Step 3: Notice, consent, declaration, etc.
- As per section 152 read with rules 8 and 14(1) of the Companies (Appointment and Qualification of Directors) Rules, 2014, if a special notice is also to be given to appointing a person to replace the director who is to be removed, a deposit of Rs. Nevertheless, if an independent director is appointed, no deposit is required.
- Form DIR-8 must include a declaration that the proposed director is not disqualified to be a director under the Act, along with written consent in Form DIR-2.
- A copy of the notice to remove a director must be forwarded to the concerned director when it receives the notice according to Section 169(3) of CA, 2013.
- In order to notify members of the company of the representation, the concerned director may write to the company. 1) The company shall mention the representation in any notice of the resolution given to members of the company, and 2) send a copy to each member to whom notice of the meeting is sent, if time permits. In the event of a lack of time, a director may request that his representation be read.
Step 4: Advertisement in a newspaper and dispatch
- A company must notify its members of the resolution seven days before the meeting, excluding the day of dispatch and the meeting day, in the same manner as a general meeting.
- The notice shall be published at least seven days before the meeting in the English language in the English newspaper and in vernacular language in the vernacular newspaper, both of which are widely circulated in the state if the aforesaid notification is not practicable. You should also post such notice on your company’s website.
Step 5: Hold a general meeting
- Conduct a general meeting in accordance with Sections 169, 96, and 100, and Secretarial Standards-2, to remove/appoint directors.
- If an independent director is serving his second term, then a special resolution is required to remove him.
- The director should have a reasonable opportunity to be heard before the resolution is passed.
Step 6: Disclosures that are time-bound
- Under Regulations 300 and 46(3) of the SEBI (LODR) Regulations, 2015, a listed company must report the results of its general meeting to the stock exchange where its shares are listed within 24 hours of the meeting’s conclusion. Within two days of the announcement, the company will post it on its website.

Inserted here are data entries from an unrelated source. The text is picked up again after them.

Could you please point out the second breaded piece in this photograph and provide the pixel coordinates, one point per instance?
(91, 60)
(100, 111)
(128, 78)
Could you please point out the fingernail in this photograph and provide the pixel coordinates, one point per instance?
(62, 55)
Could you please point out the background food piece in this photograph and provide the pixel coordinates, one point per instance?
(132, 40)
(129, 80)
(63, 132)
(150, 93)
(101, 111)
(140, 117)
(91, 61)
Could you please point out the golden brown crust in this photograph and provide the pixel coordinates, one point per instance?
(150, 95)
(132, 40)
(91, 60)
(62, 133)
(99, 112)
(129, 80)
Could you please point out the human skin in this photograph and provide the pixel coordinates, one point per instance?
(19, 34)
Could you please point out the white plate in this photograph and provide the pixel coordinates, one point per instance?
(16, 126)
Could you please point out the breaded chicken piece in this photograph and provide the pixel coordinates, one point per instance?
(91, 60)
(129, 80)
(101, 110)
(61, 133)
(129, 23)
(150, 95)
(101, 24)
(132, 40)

- The SEBI (LODR) Regulations, 2015 require listed companies to disclose the voting results within 48 hours of the conclusion of their general meeting in the format shared by SEBI, as well as to post them on their website.
- According to Regulations 30 and 46(3) of the SEBI (LODR) Regulations, 2015, a listed company must notify the stock exchange where its shares are listed within 24 hours of the declaration of result regarding the appointment of director and post the information on the company’s website within 2 days of that announcement.
- Regulation 7(1) of the SEBI(PIT) Regulations, 2015 also requires listed companies to obtain disclosures in Form B within seven days after director appointments.